- Official poster
- Directed by: Dinesh Baboo
- Written by: Dinesh Baboo
- Produced by: Sudhakar Srinath Prakash
- Starring: Mithun Tejasvi Chaya Singh
- Cinematography: Ravi Suvarna
- Music by: Deva
- Release date: 13 June 2008;
- Country: India
- Language: Kannada

= Akasha Gange =

Akasha Gange is a 2008 Indian Kannada-language romantic drama film directed by Dinesh Baboo and starring Mithun Tejasvi and Chaya Singh. The film was released after a two year delay.
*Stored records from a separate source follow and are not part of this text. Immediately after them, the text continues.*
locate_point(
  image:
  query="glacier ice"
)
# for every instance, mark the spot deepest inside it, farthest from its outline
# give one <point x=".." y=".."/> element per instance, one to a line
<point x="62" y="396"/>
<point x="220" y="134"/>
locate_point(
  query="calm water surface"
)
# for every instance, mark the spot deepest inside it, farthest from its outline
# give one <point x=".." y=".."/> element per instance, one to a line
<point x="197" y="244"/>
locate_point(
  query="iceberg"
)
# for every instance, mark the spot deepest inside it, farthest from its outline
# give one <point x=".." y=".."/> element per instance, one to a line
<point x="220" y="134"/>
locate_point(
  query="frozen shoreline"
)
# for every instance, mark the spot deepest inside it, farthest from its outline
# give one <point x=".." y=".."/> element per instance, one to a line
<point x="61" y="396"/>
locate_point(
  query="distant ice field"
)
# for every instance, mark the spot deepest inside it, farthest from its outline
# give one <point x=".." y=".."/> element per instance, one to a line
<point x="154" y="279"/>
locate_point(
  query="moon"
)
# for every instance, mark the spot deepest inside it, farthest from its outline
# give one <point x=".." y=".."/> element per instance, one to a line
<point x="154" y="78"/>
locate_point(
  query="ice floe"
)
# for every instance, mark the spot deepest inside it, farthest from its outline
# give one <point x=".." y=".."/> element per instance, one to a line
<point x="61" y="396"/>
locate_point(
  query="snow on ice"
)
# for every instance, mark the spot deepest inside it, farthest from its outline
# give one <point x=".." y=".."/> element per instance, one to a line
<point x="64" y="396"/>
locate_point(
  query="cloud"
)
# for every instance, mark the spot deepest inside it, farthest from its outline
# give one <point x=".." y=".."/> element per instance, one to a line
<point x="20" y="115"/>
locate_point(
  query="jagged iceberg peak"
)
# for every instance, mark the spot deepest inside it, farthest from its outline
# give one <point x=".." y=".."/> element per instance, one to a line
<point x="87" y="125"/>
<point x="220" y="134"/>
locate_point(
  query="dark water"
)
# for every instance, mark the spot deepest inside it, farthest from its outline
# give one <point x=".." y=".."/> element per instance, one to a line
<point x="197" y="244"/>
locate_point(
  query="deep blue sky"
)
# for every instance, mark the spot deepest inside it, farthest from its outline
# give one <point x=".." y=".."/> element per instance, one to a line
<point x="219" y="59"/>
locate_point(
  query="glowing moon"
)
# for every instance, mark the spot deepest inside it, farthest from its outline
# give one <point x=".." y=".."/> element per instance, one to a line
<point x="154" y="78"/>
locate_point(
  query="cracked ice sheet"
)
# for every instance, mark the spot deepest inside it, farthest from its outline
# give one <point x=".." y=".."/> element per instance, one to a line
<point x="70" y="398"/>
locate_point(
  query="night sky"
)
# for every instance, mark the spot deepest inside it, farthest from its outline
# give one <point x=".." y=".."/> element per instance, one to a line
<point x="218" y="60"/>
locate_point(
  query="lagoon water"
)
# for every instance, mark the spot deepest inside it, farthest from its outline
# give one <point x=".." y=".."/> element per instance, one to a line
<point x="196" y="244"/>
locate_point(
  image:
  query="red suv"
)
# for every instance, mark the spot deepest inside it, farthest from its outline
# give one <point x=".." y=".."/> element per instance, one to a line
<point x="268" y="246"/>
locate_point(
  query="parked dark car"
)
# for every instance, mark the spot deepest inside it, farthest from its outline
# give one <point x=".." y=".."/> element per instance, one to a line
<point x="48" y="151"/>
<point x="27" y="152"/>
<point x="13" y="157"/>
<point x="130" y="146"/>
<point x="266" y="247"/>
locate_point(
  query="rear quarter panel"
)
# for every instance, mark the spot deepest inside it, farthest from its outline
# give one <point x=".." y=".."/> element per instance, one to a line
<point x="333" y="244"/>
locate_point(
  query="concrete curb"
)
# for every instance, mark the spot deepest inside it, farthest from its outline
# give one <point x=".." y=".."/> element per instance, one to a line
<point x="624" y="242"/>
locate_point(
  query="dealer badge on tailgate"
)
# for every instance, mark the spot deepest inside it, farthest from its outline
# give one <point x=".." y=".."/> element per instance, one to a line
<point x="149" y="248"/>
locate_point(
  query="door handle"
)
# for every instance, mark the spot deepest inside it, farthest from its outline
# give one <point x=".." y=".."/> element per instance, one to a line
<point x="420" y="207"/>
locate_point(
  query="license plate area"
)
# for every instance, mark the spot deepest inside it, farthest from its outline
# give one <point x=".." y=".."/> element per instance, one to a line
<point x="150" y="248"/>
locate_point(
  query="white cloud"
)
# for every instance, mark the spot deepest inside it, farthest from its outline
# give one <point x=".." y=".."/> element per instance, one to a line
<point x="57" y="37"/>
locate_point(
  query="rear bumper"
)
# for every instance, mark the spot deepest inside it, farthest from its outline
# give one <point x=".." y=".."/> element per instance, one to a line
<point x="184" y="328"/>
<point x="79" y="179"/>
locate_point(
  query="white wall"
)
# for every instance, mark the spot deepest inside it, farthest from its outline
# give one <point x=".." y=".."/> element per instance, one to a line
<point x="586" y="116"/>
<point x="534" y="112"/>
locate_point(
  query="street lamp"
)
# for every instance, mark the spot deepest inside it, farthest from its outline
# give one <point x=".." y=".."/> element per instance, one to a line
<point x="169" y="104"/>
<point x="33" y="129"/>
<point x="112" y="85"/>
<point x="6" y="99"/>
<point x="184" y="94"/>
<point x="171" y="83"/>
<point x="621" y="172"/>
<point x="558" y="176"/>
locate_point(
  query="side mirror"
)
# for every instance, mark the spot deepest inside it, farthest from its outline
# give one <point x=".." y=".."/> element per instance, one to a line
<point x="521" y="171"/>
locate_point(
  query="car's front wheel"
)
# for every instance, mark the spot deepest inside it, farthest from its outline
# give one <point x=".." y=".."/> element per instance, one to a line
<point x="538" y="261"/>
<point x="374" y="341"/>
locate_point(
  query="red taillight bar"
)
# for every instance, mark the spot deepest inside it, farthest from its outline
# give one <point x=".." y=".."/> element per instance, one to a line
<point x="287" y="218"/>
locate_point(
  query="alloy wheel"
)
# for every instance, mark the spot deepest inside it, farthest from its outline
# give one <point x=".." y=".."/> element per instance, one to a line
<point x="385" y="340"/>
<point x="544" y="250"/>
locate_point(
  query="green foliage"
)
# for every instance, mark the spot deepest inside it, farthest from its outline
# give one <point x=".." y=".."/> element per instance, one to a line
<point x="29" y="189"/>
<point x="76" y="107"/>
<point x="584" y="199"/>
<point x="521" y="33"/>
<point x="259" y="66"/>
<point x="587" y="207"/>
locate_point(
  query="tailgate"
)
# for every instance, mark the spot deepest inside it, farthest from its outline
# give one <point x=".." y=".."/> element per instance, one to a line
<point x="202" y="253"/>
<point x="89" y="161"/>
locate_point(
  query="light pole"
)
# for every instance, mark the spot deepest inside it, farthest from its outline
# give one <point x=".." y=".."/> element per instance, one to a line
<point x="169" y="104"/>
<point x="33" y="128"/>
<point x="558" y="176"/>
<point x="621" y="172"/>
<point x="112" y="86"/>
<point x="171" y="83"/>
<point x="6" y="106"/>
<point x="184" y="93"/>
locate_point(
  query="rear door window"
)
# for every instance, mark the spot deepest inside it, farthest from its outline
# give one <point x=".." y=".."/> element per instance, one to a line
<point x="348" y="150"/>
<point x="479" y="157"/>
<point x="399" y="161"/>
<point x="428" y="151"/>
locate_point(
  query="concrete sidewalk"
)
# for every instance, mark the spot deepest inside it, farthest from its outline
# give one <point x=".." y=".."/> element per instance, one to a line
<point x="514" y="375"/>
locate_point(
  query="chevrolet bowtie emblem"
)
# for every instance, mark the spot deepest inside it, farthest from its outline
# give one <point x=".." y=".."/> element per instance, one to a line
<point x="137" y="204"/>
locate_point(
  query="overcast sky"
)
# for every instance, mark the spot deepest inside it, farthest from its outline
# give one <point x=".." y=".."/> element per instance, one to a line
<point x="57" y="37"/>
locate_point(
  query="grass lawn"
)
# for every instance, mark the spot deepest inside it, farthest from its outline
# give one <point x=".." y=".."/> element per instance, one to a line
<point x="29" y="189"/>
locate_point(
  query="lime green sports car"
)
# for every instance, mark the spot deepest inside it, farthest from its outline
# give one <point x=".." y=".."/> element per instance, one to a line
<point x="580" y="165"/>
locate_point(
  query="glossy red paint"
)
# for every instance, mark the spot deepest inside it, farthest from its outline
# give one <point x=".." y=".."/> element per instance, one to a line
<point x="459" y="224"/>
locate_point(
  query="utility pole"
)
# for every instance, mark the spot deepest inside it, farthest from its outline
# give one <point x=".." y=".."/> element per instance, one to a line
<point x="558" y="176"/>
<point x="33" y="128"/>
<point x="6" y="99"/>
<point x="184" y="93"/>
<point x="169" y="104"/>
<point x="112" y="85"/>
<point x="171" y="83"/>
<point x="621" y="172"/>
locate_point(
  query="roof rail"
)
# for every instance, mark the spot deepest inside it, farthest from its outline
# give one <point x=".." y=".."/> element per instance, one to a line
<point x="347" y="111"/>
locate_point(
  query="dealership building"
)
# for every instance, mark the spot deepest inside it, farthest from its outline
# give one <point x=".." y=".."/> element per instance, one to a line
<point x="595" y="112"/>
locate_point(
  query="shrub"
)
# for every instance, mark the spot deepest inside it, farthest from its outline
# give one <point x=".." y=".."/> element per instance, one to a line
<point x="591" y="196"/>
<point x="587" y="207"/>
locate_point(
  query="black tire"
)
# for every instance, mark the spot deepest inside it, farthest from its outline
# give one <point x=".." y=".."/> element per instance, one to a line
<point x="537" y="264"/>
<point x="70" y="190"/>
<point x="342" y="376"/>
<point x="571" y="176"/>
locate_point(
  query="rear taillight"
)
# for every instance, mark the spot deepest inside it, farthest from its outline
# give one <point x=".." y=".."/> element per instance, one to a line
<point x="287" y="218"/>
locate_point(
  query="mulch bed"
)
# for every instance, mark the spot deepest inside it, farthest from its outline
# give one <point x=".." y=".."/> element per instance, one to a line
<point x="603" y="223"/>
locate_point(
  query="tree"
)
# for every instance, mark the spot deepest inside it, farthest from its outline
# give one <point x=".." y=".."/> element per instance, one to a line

The film was reportedly produced under fraud and was a box office failure.

== Cast ==
- Mithun Tejasvi as Sonu
- Chaya Singh as Lakshmi alias Beena
- Vanitha Vasu as Lakshmi's foster mother
- Smitha
- Komal
- Doddanna
- Jayanthi

==Production==
The film began production in 2006. In the film, Chaya Singh plays an unwed mother, which was different from her previous girl next door roles.

==Music==
The music was composed by Deva with lyrics by K. Kalyan.

Tracklist
| No. | Title | Singer(s) | Length |
|---|---|---|---|
| 1. | "Belagutide" | K. S. Chithra |  |
| 2. | "Gange Gange" | S. P. Balasubrahmanyam |  |
| 3. | "Kuhu Kogile" | K. S. Chithra |  |
| 4. | "Lalli Lalli" | K. S. Chithra |  |
| 5. | "Malli Malli" | S. P. Balasubrahmanyam, K. S. Chithra |  |
| 6. | "Manase Prithiya Manase" | S. P. Balasubrahmanyam |  |
| 7. | "Nanagagi Ninagagi" | K. S. Chithra |  |
| 8. | "Ninna Kannu Neenu" | K. S. Chithra |  |
| Total length: |  |  | 29:12 |

== Reception ==
A critic from Rediff.com wrote that "In a nutshell, a neatly packaged film worth watching". A critic from The Times of India wrote that "At a time when all action packed superstar films are bombing big time in Kannada, Akasha Gange comes as a whiff of fresh air".